Ama taşındıktan ve gazetecilik yapmaya çalıştıktan sonra, bizzat dertlerin içinde yaşayarak dertlenmeye başladım.

2023 yılında yapılan Türkiye genel seçimlerinde Diyarbekir’in payına 12 vekil düştü.

Çok acı bir ifade ama sokakta gezip herhangi birine sorduğunuzda alacağınız cevap “Allah vekildir, vekillerin çoğunu tanımıyorum” olacaktır.

Çok hazin ve içler acısı bir cevap.

Sevgili vekillerimizin çoğu sokakta yoklar.

Taziyeleri, düğünleri, nikahları, yürüyüşleri, kutlamaları, protestoları saymazsak vekillerimizi göremeyeceğiz.
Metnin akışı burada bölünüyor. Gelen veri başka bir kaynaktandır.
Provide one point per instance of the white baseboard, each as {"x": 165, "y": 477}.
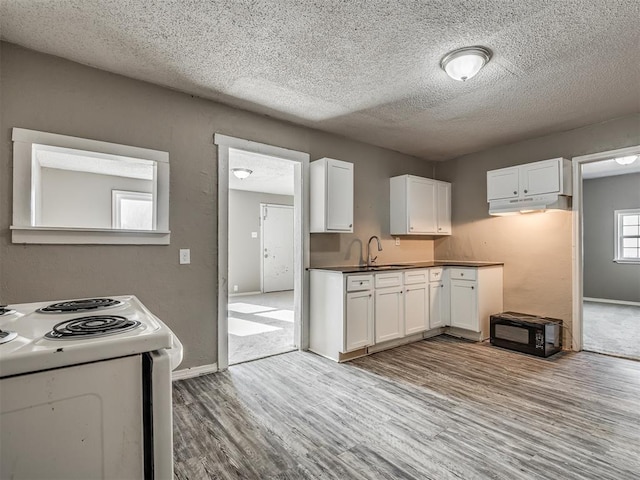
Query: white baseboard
{"x": 615, "y": 302}
{"x": 239, "y": 294}
{"x": 194, "y": 371}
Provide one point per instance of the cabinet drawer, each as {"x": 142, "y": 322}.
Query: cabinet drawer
{"x": 416, "y": 276}
{"x": 388, "y": 279}
{"x": 359, "y": 282}
{"x": 435, "y": 274}
{"x": 462, "y": 273}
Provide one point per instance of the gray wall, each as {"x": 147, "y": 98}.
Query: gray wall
{"x": 43, "y": 92}
{"x": 244, "y": 251}
{"x": 603, "y": 278}
{"x": 536, "y": 248}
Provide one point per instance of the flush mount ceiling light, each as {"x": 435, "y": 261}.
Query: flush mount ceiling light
{"x": 626, "y": 160}
{"x": 464, "y": 63}
{"x": 241, "y": 173}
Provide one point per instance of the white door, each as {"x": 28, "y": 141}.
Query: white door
{"x": 416, "y": 308}
{"x": 389, "y": 314}
{"x": 359, "y": 320}
{"x": 339, "y": 196}
{"x": 464, "y": 305}
{"x": 422, "y": 206}
{"x": 276, "y": 226}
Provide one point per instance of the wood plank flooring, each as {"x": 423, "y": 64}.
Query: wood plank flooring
{"x": 437, "y": 409}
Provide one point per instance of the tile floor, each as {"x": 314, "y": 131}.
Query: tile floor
{"x": 260, "y": 326}
{"x": 611, "y": 329}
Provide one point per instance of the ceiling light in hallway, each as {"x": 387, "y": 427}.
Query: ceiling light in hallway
{"x": 464, "y": 63}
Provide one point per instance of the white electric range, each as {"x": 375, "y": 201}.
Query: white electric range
{"x": 85, "y": 390}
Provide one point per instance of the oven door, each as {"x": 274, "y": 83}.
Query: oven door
{"x": 76, "y": 422}
{"x": 158, "y": 431}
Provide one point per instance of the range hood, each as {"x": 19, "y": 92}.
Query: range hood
{"x": 551, "y": 201}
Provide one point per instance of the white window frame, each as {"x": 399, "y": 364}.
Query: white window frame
{"x": 117, "y": 196}
{"x": 619, "y": 236}
{"x": 23, "y": 229}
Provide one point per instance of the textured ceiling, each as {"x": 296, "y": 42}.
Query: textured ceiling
{"x": 368, "y": 70}
{"x": 268, "y": 174}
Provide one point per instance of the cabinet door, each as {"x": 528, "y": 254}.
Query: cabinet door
{"x": 436, "y": 300}
{"x": 421, "y": 203}
{"x": 443, "y": 208}
{"x": 503, "y": 183}
{"x": 416, "y": 308}
{"x": 540, "y": 177}
{"x": 464, "y": 305}
{"x": 359, "y": 321}
{"x": 339, "y": 196}
{"x": 389, "y": 314}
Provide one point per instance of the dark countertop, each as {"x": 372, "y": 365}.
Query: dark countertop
{"x": 405, "y": 266}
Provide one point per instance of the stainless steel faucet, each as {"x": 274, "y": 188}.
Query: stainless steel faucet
{"x": 370, "y": 259}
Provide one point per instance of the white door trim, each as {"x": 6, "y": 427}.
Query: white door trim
{"x": 577, "y": 234}
{"x": 301, "y": 237}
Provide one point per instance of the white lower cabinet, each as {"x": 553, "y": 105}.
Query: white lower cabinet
{"x": 389, "y": 314}
{"x": 416, "y": 308}
{"x": 464, "y": 304}
{"x": 475, "y": 294}
{"x": 359, "y": 316}
{"x": 350, "y": 313}
{"x": 437, "y": 305}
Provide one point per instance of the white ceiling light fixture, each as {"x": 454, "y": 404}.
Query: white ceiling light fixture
{"x": 241, "y": 173}
{"x": 626, "y": 160}
{"x": 464, "y": 63}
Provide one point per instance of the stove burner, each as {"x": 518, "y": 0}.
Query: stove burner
{"x": 5, "y": 311}
{"x": 73, "y": 306}
{"x": 91, "y": 327}
{"x": 6, "y": 336}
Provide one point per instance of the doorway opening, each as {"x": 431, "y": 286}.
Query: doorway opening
{"x": 606, "y": 208}
{"x": 263, "y": 246}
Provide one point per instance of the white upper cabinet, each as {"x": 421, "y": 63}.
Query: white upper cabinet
{"x": 531, "y": 179}
{"x": 419, "y": 206}
{"x": 331, "y": 187}
{"x": 443, "y": 208}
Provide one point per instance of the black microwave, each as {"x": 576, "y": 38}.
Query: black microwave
{"x": 526, "y": 333}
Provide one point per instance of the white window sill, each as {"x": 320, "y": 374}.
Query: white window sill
{"x": 88, "y": 236}
{"x": 626, "y": 260}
Ama bu kentin, bahsettiğim konular dışında da talep, dert ve sevinçleri var.

Çare arayan sorunları var.

Emin olun, sokaklarında, esnaflar arasında, taziye evlerinde, pazarlarda çok daha başka şeyler konuşuluyor. Çok daha fazla sorunlar ve dertler.
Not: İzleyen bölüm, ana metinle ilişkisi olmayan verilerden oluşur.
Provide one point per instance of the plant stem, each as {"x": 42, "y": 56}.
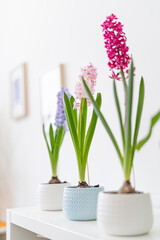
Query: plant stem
{"x": 88, "y": 173}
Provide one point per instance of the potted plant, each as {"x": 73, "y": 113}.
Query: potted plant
{"x": 80, "y": 202}
{"x": 51, "y": 194}
{"x": 126, "y": 212}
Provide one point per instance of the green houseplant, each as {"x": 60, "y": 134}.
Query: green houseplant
{"x": 139, "y": 218}
{"x": 51, "y": 194}
{"x": 76, "y": 203}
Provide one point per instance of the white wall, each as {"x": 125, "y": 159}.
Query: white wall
{"x": 45, "y": 32}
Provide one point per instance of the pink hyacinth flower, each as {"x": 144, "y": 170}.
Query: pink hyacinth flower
{"x": 89, "y": 73}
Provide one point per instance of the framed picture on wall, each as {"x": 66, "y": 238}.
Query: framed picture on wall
{"x": 19, "y": 108}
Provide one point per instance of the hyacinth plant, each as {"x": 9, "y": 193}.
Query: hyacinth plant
{"x": 119, "y": 61}
{"x": 81, "y": 137}
{"x": 56, "y": 137}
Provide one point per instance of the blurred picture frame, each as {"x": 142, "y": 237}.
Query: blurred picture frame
{"x": 18, "y": 78}
{"x": 50, "y": 84}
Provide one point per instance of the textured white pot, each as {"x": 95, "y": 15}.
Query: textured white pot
{"x": 124, "y": 214}
{"x": 50, "y": 196}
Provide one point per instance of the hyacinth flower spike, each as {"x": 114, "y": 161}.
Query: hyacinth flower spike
{"x": 56, "y": 137}
{"x": 119, "y": 60}
{"x": 81, "y": 136}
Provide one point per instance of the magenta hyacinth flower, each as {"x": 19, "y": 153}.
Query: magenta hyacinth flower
{"x": 89, "y": 73}
{"x": 115, "y": 44}
{"x": 60, "y": 119}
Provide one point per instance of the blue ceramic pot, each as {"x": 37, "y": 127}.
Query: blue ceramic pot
{"x": 81, "y": 203}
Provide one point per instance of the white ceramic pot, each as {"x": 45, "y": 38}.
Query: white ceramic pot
{"x": 50, "y": 196}
{"x": 124, "y": 214}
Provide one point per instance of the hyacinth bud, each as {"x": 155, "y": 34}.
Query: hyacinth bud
{"x": 89, "y": 74}
{"x": 60, "y": 119}
{"x": 115, "y": 44}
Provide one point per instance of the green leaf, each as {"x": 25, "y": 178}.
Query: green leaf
{"x": 105, "y": 124}
{"x": 72, "y": 128}
{"x": 51, "y": 136}
{"x": 154, "y": 120}
{"x": 119, "y": 112}
{"x": 138, "y": 117}
{"x": 90, "y": 133}
{"x": 128, "y": 132}
{"x": 74, "y": 110}
{"x": 49, "y": 151}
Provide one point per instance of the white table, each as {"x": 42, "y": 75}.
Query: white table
{"x": 26, "y": 223}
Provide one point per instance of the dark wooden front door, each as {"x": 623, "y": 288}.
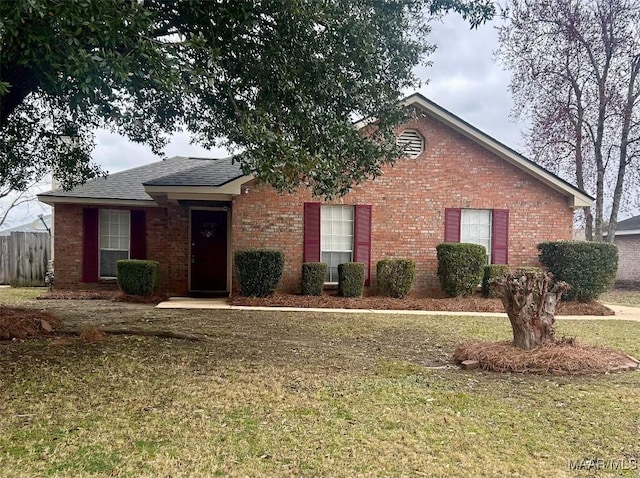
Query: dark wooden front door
{"x": 209, "y": 251}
Ekonomi konuşuluyor, rant konuşuluyor, çarpık kentleşme konuşuluyor, iktidarın ilgisizliği konuşuluyor, uyuşturucu kullanım yaşının düştüğü, iş bulamama ve iş bulup çalışanların yaşam koşullarının zorluğu konuşuluyor.

Bu kentin tarihinde susmak hiç olmadı.

Susmak, en çok bu kente yakışmıyor zira.

Vekillerimizin durumuna tekrar gelelim.

Evet maalesef her politik şahsiyet kendi politik camiasına göre hareketlenir.

Ama bu kent farklı olmalı, çok yönlü acılara kucak açan bir kent zira.

Hiçbir vekili özelde eleştiriye almıyorum.

Kimsenin üzerine alınmasına gerek yok. E ben de “şunları şunları yaptım” diye bir listeye de gerek yok. Ben sadece sokağın gördüklerini yazıya dökmeye çalışıyorum.

Başta da dediğim gibi muhtemelen tüm vekillerimiz kendi cenahlarında çalışıyor ve çabalıyorlardır. İşte sorun ‘kendi cenahları’ dediğimiz yerde.

Bir siyasetçi için, “Halk-Hak ve Hukuk” başat bir cenah olmalı.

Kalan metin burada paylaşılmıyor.